There the jury was polled and stood six for and two opposed to the verdict. The trial court then asked counsel if they had anything to present to the court, and both responded in the negative. Judgment was entered on the verdict. Subsequently, plaintiff moved for a new trial, which was denied. The appeal followed.

In affirming the trial court, this court quoted from the case of Brown v. Regan[2] as follows:

... The proper procedure where an informal or insufficient verdict has been returned is for the trial court to require the jury to return for further deliberation... . It is well established by numerous authorities that, when a verdict is not in the proper form and the jury is not required to clarify it, any error in said verdict is waived by the party relying thereon who at the time of its rendition failed to make any request that its informality or uncertainty be corrected.
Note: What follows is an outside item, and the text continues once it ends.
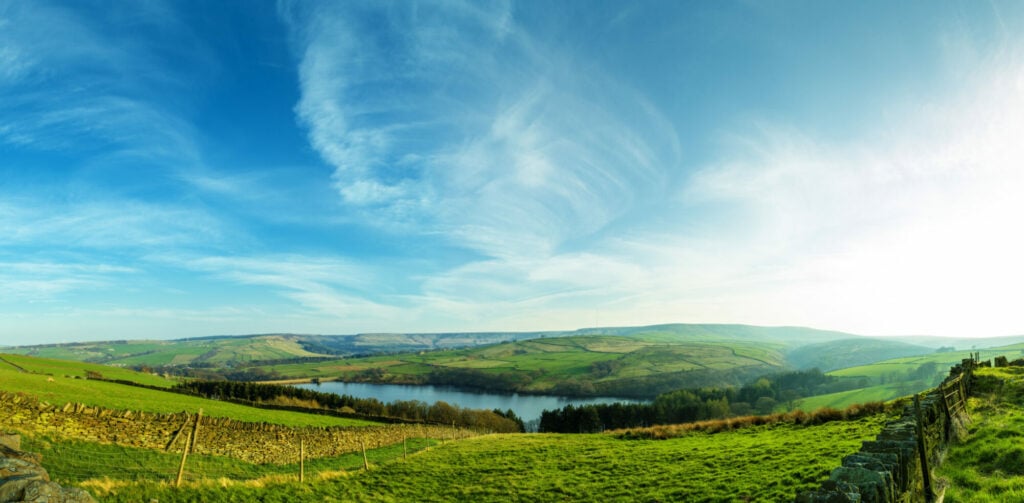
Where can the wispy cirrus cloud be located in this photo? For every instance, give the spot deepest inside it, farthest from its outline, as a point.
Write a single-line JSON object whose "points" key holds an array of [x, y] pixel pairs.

In the instant matter there was not merely an inadequate award of general damages — there was no award at all. The verdict was deficient in form, and counsel had an opportunity to have the jury sent *312 back for further deliberations. This he did not do, perhaps fearing that the jury might either award some nominal amount or even change the verdict and award nothing to the plaintiff. It would be a smart trial tactic if he could have had a new trial on damages only before a jury which would not be acquainted with the weakness of plaintiff's cause of action.

We think the Langton case disposes of the present matter. The judgment is, therefore, affirmed. Costs are awarded to the respondents.

HENRIOD, C.J., and CROCKETT, TUCKETT and MAUGHAN, JJ., concur.

NOTES

[1] Lish v. Utah Power and Light Co., 27 Utah 2d 90, 493 P.2d 611 (1972); Langton v. International Transport, Inc., 26 Utah 2d 452, 491 P.2d 1211 (1971); Jorgensen v. Gonzales, 14 Utah 2d 330, 383 P.2d 934 (1963).

[2] 10 Cal. 2d 519, 75 P.2d 1063 (1938).